PhD Dissertations: Joseph Benmouyal, 1982
North Gaspe Prehistory
This thesis presents the results of three salvage field seasons (1973-1975) of prehistoric research conducted on the north coast of the Gaspe Peninsula, Quebec. In this archaeologically unknown region, on the terraces of the Goldthwait Sea between Les Mechins and Marsoui, seven sites were excavated and 27 others were surface collected. This thesis is concerned with the two preliminary aims of archaeology: to reconstruct the cultural sequence of the region and to understand some aspects of prehistoric adaptation.
Detailed analyses of the sites and tool assemblages are presented. They indicate that the area of research was settled between at least 6000 B.P. and the six century of our era. The earliest occupations recognized are related to the Late Paleo-Indian stage which seems to have persisted longer here than elsewhere in the Northeast. They are associated with long parallel-sided, pressure-flaked points, herein named Ste-Anne points and other tool forms which indicate a distant western origin, probably around the Great Lakes, according to our present knowledge. During the following stage, the Gaspe Tradition (ca. 5000 - 1300 B.P.), an early and a late period are distinguished. This tradition appears to be the result of local evolution, and shows few outside influences except during the late period.

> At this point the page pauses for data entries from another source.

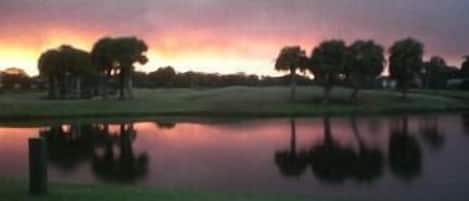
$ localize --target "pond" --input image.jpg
[0,114,469,201]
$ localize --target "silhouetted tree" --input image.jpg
[388,117,422,180]
[389,38,424,98]
[309,40,347,103]
[0,67,32,89]
[275,46,308,100]
[423,56,451,89]
[460,55,469,78]
[275,119,308,177]
[38,49,61,99]
[148,66,176,87]
[38,45,96,98]
[91,37,148,99]
[345,40,386,100]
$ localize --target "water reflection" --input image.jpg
[389,117,422,180]
[0,114,469,201]
[275,119,308,177]
[40,123,148,183]
[274,116,445,184]
[420,115,445,150]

It is argued that throughout the sequence a maritime adaptation prevailed, and adaptation which probably existed during the Paleo-Indian stage in the Northeast. For the Gaspe, a model of subsistence similar to that of the historical Micmacs is proposed.
Sometime after the sixth century A.D., north Gaspe seems to have become deserted, a situation witnessed at contact when Iroquoian groups seasonally organized fishing expeditions along these shores.